Be prepared to never go to the bathroom privately by yourself again. It is no longer just you looking out for yourself. You have a whole new life to take care of and provide for – Oh man, even saying that seems like a lot of pressure.
- The thought of baby expenses (& child expenses– because they do grow up) doesn’t make you want to curl up in a ball and cry.
Okay listen, people always say “You will never be financially ready to have a baby” but if you plan early and talk openly with your partner about your financial goals, you can go ahead and throw that quote right out the window.
- You have done your homework and know your job’s parental leave policy.
This may seem a little far out to think about but again this is an important step when planning to have a baby!

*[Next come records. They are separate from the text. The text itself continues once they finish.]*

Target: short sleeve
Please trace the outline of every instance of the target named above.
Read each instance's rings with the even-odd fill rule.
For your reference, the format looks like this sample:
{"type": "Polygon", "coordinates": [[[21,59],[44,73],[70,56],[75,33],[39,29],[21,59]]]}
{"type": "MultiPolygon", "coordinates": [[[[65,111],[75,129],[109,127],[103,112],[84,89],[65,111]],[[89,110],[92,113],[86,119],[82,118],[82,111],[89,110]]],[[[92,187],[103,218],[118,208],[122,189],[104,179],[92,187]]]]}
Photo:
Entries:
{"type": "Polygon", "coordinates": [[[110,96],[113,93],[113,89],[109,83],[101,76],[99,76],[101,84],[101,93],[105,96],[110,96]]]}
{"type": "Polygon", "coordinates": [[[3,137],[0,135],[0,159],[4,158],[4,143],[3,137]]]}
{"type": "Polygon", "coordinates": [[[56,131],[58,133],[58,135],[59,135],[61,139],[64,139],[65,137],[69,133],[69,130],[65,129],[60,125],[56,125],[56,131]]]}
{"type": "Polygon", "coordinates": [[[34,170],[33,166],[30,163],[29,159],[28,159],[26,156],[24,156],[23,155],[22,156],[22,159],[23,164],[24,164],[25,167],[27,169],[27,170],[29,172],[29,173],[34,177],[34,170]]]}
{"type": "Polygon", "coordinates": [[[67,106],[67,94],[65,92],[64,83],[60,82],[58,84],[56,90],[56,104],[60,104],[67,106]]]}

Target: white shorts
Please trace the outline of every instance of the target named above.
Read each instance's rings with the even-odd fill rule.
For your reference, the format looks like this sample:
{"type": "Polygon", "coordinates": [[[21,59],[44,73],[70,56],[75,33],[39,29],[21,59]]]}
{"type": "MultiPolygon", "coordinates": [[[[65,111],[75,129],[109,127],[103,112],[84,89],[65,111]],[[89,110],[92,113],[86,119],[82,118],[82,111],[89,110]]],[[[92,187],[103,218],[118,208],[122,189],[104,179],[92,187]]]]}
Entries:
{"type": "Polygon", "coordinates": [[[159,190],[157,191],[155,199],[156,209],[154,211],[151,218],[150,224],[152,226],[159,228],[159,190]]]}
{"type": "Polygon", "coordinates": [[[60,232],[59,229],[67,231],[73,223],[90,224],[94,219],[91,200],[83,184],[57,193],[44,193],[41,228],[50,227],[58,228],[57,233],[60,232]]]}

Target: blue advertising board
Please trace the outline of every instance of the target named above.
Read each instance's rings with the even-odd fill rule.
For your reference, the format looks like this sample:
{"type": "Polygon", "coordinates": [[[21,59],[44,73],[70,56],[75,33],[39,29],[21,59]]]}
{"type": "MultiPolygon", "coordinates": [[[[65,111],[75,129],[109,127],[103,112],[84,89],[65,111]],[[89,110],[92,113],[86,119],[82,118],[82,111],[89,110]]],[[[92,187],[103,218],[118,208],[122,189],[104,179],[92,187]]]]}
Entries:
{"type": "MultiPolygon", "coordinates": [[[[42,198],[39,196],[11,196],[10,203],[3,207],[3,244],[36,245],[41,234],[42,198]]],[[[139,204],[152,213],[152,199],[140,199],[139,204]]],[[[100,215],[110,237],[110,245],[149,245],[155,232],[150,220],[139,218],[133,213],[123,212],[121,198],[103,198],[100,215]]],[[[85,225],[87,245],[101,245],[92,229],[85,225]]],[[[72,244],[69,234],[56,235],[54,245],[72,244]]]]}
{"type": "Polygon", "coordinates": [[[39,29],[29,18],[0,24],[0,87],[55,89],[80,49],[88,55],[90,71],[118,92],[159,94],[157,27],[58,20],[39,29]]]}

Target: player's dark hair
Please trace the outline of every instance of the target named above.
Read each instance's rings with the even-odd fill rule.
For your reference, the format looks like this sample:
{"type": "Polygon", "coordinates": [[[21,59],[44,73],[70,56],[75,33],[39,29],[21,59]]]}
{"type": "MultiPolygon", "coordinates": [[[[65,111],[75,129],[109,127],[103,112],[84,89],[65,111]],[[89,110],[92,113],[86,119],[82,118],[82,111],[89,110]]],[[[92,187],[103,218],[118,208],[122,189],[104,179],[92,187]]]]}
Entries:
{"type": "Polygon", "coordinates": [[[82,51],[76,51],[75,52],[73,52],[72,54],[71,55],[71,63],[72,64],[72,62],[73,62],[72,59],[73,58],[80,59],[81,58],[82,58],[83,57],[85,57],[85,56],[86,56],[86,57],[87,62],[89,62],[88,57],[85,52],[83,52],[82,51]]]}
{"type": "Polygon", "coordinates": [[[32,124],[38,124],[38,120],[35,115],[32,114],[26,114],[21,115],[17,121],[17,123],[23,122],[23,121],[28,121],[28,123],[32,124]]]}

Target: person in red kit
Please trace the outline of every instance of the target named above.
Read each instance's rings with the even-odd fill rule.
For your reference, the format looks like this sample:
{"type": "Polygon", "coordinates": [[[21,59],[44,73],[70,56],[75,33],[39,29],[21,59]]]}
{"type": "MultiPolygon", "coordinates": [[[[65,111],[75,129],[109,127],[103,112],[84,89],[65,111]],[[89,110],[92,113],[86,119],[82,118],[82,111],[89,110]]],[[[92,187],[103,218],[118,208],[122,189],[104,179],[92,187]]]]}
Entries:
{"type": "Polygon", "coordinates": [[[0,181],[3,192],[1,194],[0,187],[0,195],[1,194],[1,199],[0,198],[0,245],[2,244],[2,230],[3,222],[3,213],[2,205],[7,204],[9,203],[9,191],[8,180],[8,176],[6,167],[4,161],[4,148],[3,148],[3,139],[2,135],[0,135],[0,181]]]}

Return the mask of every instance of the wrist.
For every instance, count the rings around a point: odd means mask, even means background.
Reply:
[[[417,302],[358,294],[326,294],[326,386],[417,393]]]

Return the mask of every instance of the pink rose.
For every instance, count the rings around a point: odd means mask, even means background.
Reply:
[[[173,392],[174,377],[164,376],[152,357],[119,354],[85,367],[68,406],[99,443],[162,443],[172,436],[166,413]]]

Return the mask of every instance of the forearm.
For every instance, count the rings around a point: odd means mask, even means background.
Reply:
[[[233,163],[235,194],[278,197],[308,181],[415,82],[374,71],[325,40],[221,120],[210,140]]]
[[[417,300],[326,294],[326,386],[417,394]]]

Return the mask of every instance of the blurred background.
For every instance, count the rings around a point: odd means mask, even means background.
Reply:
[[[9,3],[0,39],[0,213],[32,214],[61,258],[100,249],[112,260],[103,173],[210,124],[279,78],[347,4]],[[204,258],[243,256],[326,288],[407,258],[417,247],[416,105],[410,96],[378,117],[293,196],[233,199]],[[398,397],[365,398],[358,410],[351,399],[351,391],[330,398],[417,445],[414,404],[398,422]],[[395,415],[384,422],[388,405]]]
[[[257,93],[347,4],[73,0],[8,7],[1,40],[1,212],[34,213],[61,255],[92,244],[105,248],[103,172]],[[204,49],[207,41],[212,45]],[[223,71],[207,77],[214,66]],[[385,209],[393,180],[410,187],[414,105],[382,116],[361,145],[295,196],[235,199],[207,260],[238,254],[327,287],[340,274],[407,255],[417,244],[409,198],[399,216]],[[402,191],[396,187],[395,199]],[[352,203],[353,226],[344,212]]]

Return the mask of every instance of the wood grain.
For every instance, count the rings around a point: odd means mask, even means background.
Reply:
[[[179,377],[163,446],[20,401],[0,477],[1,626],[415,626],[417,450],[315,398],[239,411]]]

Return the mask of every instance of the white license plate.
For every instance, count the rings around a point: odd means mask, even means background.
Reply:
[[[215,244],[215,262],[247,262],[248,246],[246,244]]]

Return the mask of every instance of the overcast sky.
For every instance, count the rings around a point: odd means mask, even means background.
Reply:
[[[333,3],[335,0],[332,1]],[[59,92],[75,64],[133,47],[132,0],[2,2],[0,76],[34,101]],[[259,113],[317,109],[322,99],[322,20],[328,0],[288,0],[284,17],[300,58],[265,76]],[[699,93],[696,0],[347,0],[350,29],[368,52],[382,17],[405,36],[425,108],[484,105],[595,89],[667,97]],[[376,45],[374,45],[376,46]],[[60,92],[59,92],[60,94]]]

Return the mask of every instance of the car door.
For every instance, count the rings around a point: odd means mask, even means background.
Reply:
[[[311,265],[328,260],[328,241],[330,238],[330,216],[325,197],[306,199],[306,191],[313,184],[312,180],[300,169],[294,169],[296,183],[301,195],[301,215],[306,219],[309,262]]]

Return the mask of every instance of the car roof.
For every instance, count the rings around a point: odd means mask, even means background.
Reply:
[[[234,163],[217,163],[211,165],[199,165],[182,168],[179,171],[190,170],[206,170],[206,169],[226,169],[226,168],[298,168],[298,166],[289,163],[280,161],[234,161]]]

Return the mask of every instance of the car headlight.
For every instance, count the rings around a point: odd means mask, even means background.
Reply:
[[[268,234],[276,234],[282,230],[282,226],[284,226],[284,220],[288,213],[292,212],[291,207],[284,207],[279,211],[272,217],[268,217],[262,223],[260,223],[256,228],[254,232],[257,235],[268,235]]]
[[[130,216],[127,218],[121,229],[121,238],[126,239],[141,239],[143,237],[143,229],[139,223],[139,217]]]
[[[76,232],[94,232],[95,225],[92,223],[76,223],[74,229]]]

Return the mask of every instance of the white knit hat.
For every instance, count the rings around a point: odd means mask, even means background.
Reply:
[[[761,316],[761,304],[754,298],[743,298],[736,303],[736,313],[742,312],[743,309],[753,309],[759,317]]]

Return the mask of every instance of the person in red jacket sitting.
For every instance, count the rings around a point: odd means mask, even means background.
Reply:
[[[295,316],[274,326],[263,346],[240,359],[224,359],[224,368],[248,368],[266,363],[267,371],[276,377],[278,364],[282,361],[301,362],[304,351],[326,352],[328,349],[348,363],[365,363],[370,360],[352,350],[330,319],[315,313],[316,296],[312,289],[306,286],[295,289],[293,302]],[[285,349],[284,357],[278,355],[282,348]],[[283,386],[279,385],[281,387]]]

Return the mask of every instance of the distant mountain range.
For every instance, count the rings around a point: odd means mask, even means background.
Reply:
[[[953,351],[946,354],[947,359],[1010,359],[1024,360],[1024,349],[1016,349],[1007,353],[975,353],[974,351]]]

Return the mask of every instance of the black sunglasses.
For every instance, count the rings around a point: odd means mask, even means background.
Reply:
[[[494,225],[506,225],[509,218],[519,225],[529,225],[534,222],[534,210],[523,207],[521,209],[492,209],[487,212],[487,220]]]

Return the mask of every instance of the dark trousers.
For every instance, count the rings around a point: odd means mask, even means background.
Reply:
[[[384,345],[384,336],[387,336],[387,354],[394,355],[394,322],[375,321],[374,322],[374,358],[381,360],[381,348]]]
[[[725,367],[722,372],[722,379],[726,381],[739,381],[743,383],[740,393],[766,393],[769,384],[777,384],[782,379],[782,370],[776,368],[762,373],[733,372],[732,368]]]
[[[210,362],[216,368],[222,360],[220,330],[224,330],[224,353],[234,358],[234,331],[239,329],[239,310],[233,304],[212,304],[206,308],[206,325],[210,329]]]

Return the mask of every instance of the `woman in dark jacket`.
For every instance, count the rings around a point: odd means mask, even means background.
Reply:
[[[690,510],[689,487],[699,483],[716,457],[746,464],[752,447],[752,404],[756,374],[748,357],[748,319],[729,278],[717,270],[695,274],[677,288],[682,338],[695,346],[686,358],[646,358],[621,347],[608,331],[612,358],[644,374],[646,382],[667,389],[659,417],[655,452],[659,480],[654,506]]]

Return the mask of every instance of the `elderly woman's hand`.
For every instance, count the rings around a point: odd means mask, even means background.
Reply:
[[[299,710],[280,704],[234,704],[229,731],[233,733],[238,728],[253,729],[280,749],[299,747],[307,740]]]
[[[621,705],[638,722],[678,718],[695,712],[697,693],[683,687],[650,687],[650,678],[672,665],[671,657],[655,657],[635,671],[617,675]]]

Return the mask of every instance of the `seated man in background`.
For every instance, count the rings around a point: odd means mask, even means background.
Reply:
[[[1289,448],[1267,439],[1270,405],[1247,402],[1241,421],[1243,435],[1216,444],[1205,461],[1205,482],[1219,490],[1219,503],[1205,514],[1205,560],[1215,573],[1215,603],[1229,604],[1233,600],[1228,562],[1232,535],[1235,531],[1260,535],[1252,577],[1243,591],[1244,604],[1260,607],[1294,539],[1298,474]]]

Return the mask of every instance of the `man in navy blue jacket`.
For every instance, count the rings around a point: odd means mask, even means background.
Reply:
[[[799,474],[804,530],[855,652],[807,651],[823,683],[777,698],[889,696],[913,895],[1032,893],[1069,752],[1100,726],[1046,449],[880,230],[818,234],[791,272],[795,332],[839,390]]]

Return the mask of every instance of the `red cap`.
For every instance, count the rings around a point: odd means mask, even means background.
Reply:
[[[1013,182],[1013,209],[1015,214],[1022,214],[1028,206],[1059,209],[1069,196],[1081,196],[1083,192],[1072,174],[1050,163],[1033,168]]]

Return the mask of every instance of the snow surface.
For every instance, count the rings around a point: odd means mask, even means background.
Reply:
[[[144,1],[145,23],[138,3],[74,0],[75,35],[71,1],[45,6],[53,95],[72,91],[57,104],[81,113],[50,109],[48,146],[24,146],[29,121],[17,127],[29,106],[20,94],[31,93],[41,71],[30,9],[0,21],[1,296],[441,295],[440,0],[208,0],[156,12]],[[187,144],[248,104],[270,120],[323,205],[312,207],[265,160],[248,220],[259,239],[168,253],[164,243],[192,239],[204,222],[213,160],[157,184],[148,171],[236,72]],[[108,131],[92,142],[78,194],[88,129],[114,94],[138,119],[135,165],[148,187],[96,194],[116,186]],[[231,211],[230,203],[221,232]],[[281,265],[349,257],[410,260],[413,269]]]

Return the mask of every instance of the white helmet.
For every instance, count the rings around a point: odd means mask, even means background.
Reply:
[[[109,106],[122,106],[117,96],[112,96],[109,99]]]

- You have worked out the big kinks in your relationship.*if applicable.
Because babies do not solve relationship problems. Let's repeat this a little louder for those in the back, babies DO NOT solve relationship problems.
- You have a secret BABY ROOM IDEAS board on Pinterest.
We see you and it’s not a secret hunny. We’ve been there too.
- You find an excuse to bring up baby talk every time you can.
"So what does everyone think about circumcision?"
- This may be obvious, but you actually like kids.
Again this may seem like a no-brainer but when you become a parent, you are not only signing up for your own kid. You are signing up for everyone’s kid in the neighbourhood, on the soccer team, and in the classroom.
- You are an up-all-nighter and an early riser.
You have accepted the fact that you will be a zombie for the rest of your life. No no, just kidding… well only a little.
- You can successfully clean up the dog poop from the backyard without gagging.
This is a huge win and should be celebrated. After all who knows when you will answer the door with poop on your face.
Enough said. You don’t need to explain yourself – if you know, you know.
If we are all going to be completely honest, no list on the internet will tell you when you are ready. You will just know. It’s your body, your family, and your choice when you choose to have a baby. Don’t ever let anyone tell you otherwise.